There is a sense in the upper echelons of Wall Street that discussions within the Trump administration about limiting Americans’ investment in Chinese companies will ultimately lead to nothing.
One top bank executive after another said so when asked in private conversations in Davos last month. The signals they’re getting from administration officials are in part, they say, a result of their lobbying efforts to squelch the idea as something that will only add to market volatility and curb their ability to expand in China.
And yet, many top Trump aides continue to discuss both privately and publicly the possibility of imposing such restrictions — as part of their effort to protect investors and press Beijing to adhere to U.S. rules even after an initial trade pact was signed between the world’s two biggest economies in January. Larry Kudlow, the White House economic adviser, is among them, saying in a recent interview that multiple government agencies are actively studying the matter.
“We’ve looked at a lot of things,” Kudlow said. “We just haven’t come up with any concrete policies, but it’s an inter-agency study.”
Of course, there’s no certainty in those comments that action will be taken, especially from an administration that is known to be erratic in its policy implementation. It’s also true that, given all the concern today about how the coronavirus outbreak will hamstring the economy in China and across the globe, the threat of U.S. restrictions on Chinese investments is far from the most pressing concern on Wall Street.
Still, the possible crackdown on investment flows remains a major issue.
In Congress, Senator Marco Rubio continues to lead the legislative push to examine the implications of more U.S. investor money going into Chinese stocks and bonds. Last month, a Congressional commission heard a full day of testimony from experts on “China’s Quest for Capital.”
“There is a growing bipartisan consensus in Congress that the financial relationship between the U.S. and China deserves increased scrutiny – particularly how the Chinese Communist Party exploits American capital markets and transparency rules,” said Rubio, a Florida Republican. “While I hope the administration will take action, it is clear that Congress must act to hold Beijing accountable for their malign activities that put U.S. retail investors and pensioners at risk.”
Rubio has sponsored a number of bills on the issue including one that would prevent a government retirement fund from investing in some Chinese companies and another that could block some Chinese stocks from trading on U.S. exchanges if they don’t comply with U.S. auditing rules.
Kudlow said the administration is pursuing its own plan apart from lawmakers like Rubio, even as there is “some confluence” between their demands and what the White House is asking for. He said the effort isn’t “aimed only or directly at China” and added that the White House never intended to delist Chinese companies from U.S. exchanges.

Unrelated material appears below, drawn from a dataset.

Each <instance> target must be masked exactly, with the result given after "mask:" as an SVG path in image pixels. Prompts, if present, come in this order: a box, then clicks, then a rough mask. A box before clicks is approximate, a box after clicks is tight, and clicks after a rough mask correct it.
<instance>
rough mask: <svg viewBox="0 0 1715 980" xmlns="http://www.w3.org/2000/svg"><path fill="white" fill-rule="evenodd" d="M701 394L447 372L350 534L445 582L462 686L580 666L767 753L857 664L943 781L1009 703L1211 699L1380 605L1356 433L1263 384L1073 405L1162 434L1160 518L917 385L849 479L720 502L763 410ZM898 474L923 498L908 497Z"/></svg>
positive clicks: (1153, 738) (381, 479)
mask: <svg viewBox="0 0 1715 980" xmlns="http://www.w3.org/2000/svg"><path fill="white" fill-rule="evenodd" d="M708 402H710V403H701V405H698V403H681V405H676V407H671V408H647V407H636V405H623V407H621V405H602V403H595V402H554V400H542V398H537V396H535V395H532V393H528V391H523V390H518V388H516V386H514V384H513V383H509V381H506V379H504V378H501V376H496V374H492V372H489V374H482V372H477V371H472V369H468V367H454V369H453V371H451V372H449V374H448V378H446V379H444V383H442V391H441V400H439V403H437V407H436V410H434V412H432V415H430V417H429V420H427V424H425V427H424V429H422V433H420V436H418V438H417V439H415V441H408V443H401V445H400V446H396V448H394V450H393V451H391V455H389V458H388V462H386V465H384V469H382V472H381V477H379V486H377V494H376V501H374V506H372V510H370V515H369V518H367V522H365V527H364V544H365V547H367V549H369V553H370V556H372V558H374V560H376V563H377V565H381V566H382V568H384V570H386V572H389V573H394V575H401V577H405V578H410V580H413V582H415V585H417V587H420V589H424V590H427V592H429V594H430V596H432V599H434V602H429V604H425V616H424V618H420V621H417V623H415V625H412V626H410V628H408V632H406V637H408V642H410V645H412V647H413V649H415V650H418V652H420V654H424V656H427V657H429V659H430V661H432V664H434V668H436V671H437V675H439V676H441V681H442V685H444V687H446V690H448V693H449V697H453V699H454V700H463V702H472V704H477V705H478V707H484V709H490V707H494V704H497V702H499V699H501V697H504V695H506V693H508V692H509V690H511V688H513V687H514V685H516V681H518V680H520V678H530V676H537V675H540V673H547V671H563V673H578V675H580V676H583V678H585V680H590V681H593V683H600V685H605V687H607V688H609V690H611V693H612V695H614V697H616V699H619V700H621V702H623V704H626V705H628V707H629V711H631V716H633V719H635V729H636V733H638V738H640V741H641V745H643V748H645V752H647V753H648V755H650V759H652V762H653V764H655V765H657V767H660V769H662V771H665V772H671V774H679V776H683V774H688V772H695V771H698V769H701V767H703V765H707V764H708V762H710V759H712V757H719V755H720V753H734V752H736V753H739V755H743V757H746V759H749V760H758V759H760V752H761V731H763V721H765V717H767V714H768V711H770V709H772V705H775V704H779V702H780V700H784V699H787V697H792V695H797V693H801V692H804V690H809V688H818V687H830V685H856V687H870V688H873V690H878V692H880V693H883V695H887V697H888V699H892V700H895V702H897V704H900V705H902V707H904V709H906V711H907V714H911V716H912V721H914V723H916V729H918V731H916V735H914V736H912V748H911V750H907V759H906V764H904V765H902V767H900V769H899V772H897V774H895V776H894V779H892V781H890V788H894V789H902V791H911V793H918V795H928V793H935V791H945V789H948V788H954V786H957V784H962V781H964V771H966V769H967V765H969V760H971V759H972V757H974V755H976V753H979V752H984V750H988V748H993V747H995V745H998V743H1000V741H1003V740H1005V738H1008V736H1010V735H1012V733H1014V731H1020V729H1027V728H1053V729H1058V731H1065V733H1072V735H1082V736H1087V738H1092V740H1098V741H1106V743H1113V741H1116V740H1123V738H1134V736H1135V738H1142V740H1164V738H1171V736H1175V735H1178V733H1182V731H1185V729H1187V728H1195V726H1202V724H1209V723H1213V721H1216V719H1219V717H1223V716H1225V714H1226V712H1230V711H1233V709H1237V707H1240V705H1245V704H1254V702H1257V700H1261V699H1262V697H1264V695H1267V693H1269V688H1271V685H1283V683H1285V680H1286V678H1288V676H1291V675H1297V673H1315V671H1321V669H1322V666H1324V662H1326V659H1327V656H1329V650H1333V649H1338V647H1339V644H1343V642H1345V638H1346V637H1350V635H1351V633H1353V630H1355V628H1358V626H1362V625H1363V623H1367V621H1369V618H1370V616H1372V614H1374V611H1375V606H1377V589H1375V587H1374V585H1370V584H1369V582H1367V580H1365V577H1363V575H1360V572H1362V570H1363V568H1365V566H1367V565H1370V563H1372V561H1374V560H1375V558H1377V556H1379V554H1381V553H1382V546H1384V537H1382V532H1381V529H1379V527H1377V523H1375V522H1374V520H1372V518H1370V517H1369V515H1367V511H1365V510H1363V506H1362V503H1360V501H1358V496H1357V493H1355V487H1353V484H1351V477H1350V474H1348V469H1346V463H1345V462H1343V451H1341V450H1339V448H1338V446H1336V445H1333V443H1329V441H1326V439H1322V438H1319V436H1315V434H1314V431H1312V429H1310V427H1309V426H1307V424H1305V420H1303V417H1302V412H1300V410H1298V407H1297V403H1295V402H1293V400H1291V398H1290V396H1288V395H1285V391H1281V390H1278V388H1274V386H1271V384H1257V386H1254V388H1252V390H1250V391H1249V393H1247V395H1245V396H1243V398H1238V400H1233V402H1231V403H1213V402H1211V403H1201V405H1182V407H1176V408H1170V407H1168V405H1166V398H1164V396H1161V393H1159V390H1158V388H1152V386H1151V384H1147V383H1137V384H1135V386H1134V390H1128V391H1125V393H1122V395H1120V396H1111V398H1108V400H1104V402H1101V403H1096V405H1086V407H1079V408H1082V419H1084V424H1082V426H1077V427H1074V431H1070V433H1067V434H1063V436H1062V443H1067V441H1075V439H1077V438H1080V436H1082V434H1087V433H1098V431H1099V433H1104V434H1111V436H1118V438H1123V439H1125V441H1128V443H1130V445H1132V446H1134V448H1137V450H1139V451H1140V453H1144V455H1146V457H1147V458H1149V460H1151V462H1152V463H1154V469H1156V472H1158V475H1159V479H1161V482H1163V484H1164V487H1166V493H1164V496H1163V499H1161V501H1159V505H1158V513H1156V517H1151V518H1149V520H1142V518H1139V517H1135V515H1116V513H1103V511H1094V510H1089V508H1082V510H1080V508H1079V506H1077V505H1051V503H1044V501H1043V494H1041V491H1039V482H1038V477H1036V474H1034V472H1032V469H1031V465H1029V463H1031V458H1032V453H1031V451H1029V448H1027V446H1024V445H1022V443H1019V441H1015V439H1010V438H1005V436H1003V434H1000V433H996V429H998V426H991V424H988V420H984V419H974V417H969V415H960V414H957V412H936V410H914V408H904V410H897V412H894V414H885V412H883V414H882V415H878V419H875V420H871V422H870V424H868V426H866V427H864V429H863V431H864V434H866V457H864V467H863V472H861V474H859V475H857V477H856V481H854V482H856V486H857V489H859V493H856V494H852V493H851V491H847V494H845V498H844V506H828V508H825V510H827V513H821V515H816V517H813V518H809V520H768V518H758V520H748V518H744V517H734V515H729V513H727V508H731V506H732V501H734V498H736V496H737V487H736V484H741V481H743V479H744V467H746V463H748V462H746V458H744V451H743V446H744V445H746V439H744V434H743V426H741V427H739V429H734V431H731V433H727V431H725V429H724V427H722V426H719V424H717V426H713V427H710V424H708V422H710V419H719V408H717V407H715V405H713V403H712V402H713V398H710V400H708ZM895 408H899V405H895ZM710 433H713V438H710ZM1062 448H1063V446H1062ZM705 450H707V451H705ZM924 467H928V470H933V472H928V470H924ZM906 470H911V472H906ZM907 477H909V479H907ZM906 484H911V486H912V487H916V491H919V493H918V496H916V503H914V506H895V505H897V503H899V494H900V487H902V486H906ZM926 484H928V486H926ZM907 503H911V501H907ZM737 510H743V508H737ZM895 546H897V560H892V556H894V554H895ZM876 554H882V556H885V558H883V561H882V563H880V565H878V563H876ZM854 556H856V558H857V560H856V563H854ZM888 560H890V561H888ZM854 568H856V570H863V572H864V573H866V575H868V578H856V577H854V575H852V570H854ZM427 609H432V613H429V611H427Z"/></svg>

After reports late last year that the administration was discussing ways to limit U.S. investors’ portfolio flows into Chinese companies, Wall Street firms plotted worst-case scenarios. Researchers at Goldman Sachs Group Inc (NYSE:GS). issued an analysis in October on the risk of restrictions, which estimated U.S. investors held about $785 billion of Chinese equities as of September.
The report also highlighted the potential impact to the market for initial public offerings — a key source of profit for banks as well as private equity, venture and asset management funds. The U.S. market has been one of the three most common destinations for Chinese companies raising capital, the Goldman analysis said.
When the U.S. and China signed an initial trade deal last month, much of Wall Street turned its attention back to Beijing’s promise to further open its financial markets and away from any threat of restrictions to them.
The trade agreement accelerates efforts to make it easier for U.S. banks to operate in China, stipulating that Beijing will remove foreign ownership caps for securities firms in April. Global investment banks have previously faced hurdles to expanding their businesses in the Asian nation. The country’s laws required foreign firms do local securities business through joint ventures with Chinese partners, who kept controlling stakes.
Read more: China Speeds Up Opening of Market to Investment Bank Giants
“Right now the administration has little interest in antagonizing the Chinese in ways that could jeopardize the phase-one purchasing pledges, and coronavirus pressures only add to that,” said Leland Miller, chief executive officer of the China Beige Book. “Even so, the idea of prohibiting government pension money from funding Chinese companies, especially ones with close connections to the military, makes for a remarkably attractive political lever. If the White House starts feeling heat on China in the run-up to the election, we could see this idea suddenly resurface.”